NFL and NBC Announce Plans To Stream The Super Bowl Online, For Free

Earlier today, NBC and the NFL announced that the 2012 Super Bowl will be be streamed live online, for free, using the same platform (Silverlight) that NBC uses to stream the Sunday Night Football games (SNF Extra). No authentication will be required and the Pro Bowl and NBC's wild-card playoff games will also be streamed live on NBCSports.com and NFL.com. Verizon will also stream the games live to mobile devices.

Since most people want to watch the Super Bowl on TV, I don't expect the traffic for the Super Bowl webcast to break any records. NBC has said that they average around 250,000 viewers for their SNF games, although that's probably total viewers, not simultaneous streams and the TV broadcast for Sunday Night Football averages more than 21M viewers. So NBC hasn't seen any evidence that online streaming of SNF has any kind of negative impact on TV viewership. Adding the Super Bowl as a live stream makes a lot of sense and I suspect NBC will also sell online only ads during the game, so there's also the ad monetization angle for NBC to try and cover their costs from streaming.

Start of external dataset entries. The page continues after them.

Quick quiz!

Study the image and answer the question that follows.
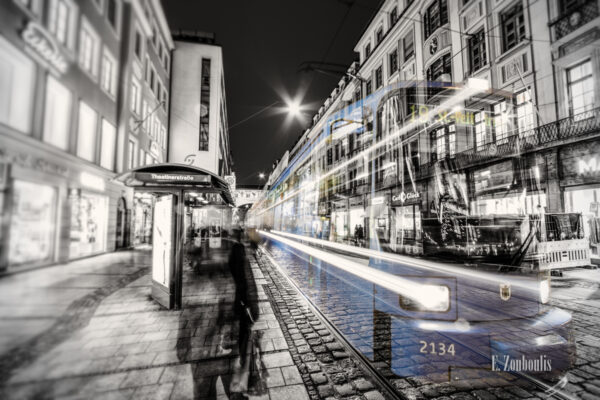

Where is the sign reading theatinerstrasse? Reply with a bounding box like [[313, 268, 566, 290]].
[[135, 172, 210, 185]]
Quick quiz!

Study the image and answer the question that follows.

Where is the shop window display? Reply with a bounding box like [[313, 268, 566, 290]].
[[8, 180, 57, 265]]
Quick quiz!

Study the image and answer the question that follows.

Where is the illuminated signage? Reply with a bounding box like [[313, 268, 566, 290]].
[[392, 192, 421, 203], [577, 157, 600, 175], [21, 21, 69, 74], [135, 172, 210, 185]]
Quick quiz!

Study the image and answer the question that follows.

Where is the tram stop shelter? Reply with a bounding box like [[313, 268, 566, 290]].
[[115, 163, 234, 309]]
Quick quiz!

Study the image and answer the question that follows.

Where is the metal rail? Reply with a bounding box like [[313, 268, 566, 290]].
[[259, 246, 407, 400], [259, 233, 576, 400]]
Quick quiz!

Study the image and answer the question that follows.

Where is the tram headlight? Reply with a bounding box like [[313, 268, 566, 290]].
[[540, 279, 550, 304], [400, 285, 450, 312]]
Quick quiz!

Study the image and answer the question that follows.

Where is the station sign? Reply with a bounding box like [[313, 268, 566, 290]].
[[392, 191, 421, 206], [134, 172, 210, 185]]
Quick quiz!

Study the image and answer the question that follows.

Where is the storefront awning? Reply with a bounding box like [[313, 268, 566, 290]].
[[114, 163, 235, 205]]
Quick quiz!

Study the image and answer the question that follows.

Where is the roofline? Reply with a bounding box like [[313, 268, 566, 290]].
[[151, 0, 175, 50], [131, 0, 152, 36]]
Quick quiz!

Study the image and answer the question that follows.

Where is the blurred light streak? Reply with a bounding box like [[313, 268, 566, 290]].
[[260, 230, 539, 292], [259, 231, 447, 308]]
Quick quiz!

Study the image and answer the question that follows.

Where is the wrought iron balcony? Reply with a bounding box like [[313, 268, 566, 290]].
[[549, 0, 600, 41], [455, 108, 600, 168]]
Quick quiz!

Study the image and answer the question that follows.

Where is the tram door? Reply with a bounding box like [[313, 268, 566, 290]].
[[152, 193, 178, 309]]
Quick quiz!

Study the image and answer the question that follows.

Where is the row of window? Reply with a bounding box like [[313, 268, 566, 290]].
[[363, 0, 413, 61], [365, 0, 526, 89]]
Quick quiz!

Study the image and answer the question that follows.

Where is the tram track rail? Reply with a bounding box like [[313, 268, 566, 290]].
[[259, 246, 408, 400]]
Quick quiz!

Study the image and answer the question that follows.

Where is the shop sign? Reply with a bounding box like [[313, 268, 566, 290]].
[[577, 156, 600, 175], [392, 191, 421, 205], [135, 172, 210, 185], [333, 202, 348, 211], [21, 21, 69, 74]]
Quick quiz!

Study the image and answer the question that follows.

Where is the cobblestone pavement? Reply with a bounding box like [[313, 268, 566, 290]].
[[0, 247, 309, 400], [258, 253, 392, 400], [258, 238, 600, 399], [0, 245, 600, 400]]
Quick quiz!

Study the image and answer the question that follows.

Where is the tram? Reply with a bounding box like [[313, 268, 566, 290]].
[[248, 80, 576, 380]]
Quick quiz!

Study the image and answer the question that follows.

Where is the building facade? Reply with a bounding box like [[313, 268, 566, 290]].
[[117, 0, 174, 247], [258, 0, 600, 257], [169, 31, 233, 176], [0, 0, 168, 269]]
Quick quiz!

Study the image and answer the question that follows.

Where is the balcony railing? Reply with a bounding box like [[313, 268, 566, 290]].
[[549, 0, 599, 41], [455, 108, 600, 168]]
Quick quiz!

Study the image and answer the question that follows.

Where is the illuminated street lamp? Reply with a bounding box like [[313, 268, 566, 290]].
[[287, 101, 302, 117]]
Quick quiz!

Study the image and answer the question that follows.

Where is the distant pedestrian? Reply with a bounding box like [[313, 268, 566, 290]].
[[229, 229, 252, 365]]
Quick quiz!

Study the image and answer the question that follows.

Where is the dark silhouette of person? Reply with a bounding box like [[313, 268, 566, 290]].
[[229, 229, 258, 365]]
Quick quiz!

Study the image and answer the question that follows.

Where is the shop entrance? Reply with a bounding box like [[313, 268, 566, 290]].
[[116, 164, 233, 309]]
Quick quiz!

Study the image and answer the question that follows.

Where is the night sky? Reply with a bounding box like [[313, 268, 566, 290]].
[[162, 0, 380, 184]]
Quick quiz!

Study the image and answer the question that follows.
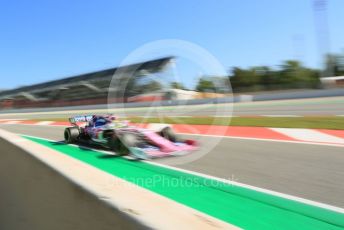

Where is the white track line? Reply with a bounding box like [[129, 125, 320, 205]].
[[19, 134, 344, 213], [35, 121, 54, 125]]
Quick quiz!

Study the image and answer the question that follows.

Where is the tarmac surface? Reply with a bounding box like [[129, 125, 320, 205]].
[[0, 124, 344, 208]]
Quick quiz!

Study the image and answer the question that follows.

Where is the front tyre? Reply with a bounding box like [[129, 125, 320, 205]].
[[64, 127, 80, 144]]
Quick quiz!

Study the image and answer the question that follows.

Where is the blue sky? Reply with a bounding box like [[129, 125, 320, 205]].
[[0, 0, 344, 88]]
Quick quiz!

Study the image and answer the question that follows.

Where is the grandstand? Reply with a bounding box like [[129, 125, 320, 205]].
[[0, 57, 174, 109]]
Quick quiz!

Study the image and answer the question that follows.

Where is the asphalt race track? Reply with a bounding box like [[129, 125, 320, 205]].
[[0, 124, 344, 208], [0, 97, 344, 119]]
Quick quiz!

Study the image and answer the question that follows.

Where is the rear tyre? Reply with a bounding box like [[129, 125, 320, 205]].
[[64, 127, 80, 144], [160, 127, 178, 142]]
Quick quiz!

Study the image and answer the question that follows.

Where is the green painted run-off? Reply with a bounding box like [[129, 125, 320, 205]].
[[24, 136, 344, 230]]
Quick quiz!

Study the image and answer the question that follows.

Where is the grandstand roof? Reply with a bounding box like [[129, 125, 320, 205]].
[[0, 56, 174, 99]]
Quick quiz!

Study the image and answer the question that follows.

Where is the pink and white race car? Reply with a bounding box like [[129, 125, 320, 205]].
[[64, 115, 197, 159]]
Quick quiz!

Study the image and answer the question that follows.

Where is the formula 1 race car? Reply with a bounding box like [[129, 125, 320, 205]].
[[64, 115, 197, 159]]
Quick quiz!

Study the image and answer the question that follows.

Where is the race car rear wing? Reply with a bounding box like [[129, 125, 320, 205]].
[[69, 115, 93, 125]]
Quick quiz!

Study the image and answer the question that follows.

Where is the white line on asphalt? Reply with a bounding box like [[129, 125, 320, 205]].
[[261, 115, 303, 117], [0, 124, 344, 148], [35, 121, 54, 125], [3, 120, 20, 125], [14, 134, 344, 213]]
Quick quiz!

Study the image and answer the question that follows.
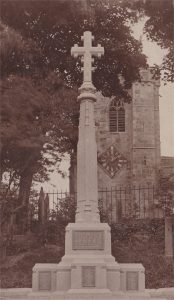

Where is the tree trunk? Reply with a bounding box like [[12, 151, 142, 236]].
[[16, 166, 34, 233]]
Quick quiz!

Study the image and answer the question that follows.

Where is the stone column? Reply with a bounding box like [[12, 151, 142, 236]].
[[76, 82, 100, 222]]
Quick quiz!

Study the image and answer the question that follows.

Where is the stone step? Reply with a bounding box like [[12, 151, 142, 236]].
[[0, 288, 169, 300]]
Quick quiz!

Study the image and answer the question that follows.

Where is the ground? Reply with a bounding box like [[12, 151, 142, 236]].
[[0, 221, 174, 289]]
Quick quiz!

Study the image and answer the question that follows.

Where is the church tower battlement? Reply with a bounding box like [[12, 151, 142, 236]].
[[95, 69, 160, 189]]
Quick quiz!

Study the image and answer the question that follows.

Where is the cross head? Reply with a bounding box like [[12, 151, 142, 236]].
[[71, 31, 104, 82]]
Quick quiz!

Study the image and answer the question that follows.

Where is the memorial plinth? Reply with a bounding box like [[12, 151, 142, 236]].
[[30, 32, 150, 299]]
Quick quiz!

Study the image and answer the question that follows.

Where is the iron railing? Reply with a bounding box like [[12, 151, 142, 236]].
[[31, 186, 170, 223]]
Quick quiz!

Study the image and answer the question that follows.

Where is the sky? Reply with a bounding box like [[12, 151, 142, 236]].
[[40, 21, 174, 191]]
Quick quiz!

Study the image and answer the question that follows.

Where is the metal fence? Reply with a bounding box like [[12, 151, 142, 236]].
[[31, 186, 173, 224]]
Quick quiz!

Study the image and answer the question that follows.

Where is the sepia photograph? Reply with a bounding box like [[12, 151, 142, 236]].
[[0, 0, 174, 300]]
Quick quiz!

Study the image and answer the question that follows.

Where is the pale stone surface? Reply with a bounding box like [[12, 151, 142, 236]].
[[71, 31, 104, 82], [30, 32, 150, 299]]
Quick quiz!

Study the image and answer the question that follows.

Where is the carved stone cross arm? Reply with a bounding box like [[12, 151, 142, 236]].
[[71, 31, 104, 82]]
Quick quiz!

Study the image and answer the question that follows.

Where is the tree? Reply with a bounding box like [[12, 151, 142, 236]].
[[2, 0, 146, 100], [1, 0, 146, 231], [141, 0, 174, 82]]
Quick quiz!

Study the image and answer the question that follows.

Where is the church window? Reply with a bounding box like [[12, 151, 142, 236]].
[[109, 99, 125, 132]]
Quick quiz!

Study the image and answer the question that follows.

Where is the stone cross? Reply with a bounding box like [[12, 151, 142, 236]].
[[71, 31, 104, 82]]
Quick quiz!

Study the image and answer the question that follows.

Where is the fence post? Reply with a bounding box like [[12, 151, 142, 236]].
[[165, 217, 174, 257], [38, 187, 45, 226], [44, 193, 50, 221]]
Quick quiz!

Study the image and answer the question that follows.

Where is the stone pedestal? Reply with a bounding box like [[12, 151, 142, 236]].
[[33, 223, 145, 299], [30, 32, 149, 299]]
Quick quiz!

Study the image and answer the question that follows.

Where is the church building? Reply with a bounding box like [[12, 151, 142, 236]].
[[70, 69, 161, 191]]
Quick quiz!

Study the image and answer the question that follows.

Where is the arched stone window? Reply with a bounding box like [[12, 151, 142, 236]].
[[109, 99, 125, 132]]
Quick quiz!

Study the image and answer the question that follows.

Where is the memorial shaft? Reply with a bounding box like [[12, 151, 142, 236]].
[[71, 31, 104, 222]]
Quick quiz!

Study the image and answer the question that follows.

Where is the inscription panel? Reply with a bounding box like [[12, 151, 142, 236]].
[[72, 230, 104, 250], [126, 272, 138, 291], [39, 272, 51, 291], [82, 266, 95, 288]]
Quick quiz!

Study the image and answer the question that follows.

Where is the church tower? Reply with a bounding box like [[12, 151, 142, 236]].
[[70, 69, 160, 199], [95, 69, 160, 189]]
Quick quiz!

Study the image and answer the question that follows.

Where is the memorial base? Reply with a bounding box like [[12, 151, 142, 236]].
[[32, 222, 150, 299]]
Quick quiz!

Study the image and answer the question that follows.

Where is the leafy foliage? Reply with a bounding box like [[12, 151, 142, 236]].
[[2, 1, 146, 100], [144, 0, 174, 82]]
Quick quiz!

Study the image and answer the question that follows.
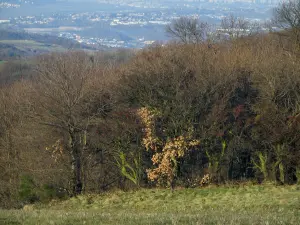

Akamai has confirmed for me that they will be involved in the webcast, which is no surprise since they already do a lot of streaming for the NFL. I don't know if Akamai will be the exclusive CDN, but I would not be surprised if NBC used more than one CDN for the webcasts and elected to have a dual-vendor approach when it comes to the distribution. I just hope NBC encodes the Super Bowl at a higher quality than they do the Sunday Night Football games, which right now, peaks at 2Mbps.